Quid du canton de Genève? Le service de la pharmacienne cantonale a été sollicité en 2021 par quelques pharmacies à propos de l’attitude à adopter quand des patients se présentaient avec des prescriptions d’ivermectine ou d’hydroxychloroquine, selon Laurent Paoliello, directeur de la communication du Département de la santé et de la population.
«Pour cette raison, nous avons adressé une circulaire le 17 août 2021, à l’attention des médecins et des pharmacies du canton, relatif à la prescription et la remise de certains médicaments pour la prise en charge de patients atteints de Covid-19, déclare-t-il. Nous n’avons eu aucune information de pharmaciens qui auraient outrepassé leurs droits et devoirs en matière de remise de médicaments non approuvés tels que l’ivermectine ou l’hydroxychloroquine.»

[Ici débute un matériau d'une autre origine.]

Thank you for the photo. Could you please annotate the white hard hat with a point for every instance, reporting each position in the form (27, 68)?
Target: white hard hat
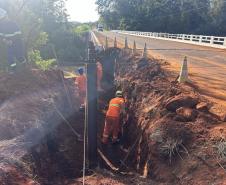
(3, 13)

Il est aussi reproché au prévenu d’avoir utilisé des produits périmés dans ses préparations concoctées sous l’appellation «compléments alimentaires». Selon le rapport établi par le Département de la santé, leur conditionnement, leur étiquetage ou leur mode d'emploi suggéraient plutôt un usage thérapeutique, et ces préparations nécessitaient une autorisation cantonale de fabrication, respectivement de mise sur le marché, comme le prévoit la loi. Il a de nouveau agi au-delà de ses compétences lorsqu’il a pratiqué des injections en intraveineuse dans sa pharmacie.
Titre de «Docteur»
Plus surprenant, les autorités retiennent contre lui le fait d’avoir «importé illégalement des produits dopants, en particulier de la DHEA». Considéré il y a vingt ans comme une hormone de jouvence, ce stéroïde est contre-indiqué en Suisse et en Europe pour de nombreuses personnes, notamment en cas de cancer.
Autre faute commise, selon le médecin cantonal: le pharmacien incriminé portait un badge avec le titre de «Dr» sur sa blouse blanche, sans préciser sa spécialité. Vérification faite, Blick souligne cependant que le prévenu est également Docteur en médecine chinoise, après avoir suivi des études universitaires à Pékin et obtenu un diplôme.
Existe-t-il une zone grise en Suisse ou dans le canton de Vaud quand un professionnel de la santé possède plusieurs titres après des formations reconnues? «Tout titre de docteur utilisé dans le cadre d’une pharmacie et qui n’est pas un doctorat en pharmacie est susceptible d’induire le client en erreur, rétorque la porte-parole du Département vaudois de la santé, Cathy Gornik. Le problème n’est pas d’afficher un titre en médecine chinoise, mais l’utilisation qui en est faite dans le cadre d’une pharmacie.» La loi sur la santé publique recommande aux professionnels de s’abstenir de toute publicité qui peut induire en erreur.
Parallèlement à cela, Blick s'est fait confirmer par le Ministère public qu'une procédure pénale est aussi ouverte contre ce pharmacien de l'arc lémanique. Et ce, sur «dénonciation de la Direction générale de la santé, par le médecin cantonal et la pharmacienne cantonale en février», précise Vincent Derouand, porte-parole des procureurs vaudois. Relevons encore que le procureur général, Eric Kaltenrieder, siège également au sein du Conseil de santé.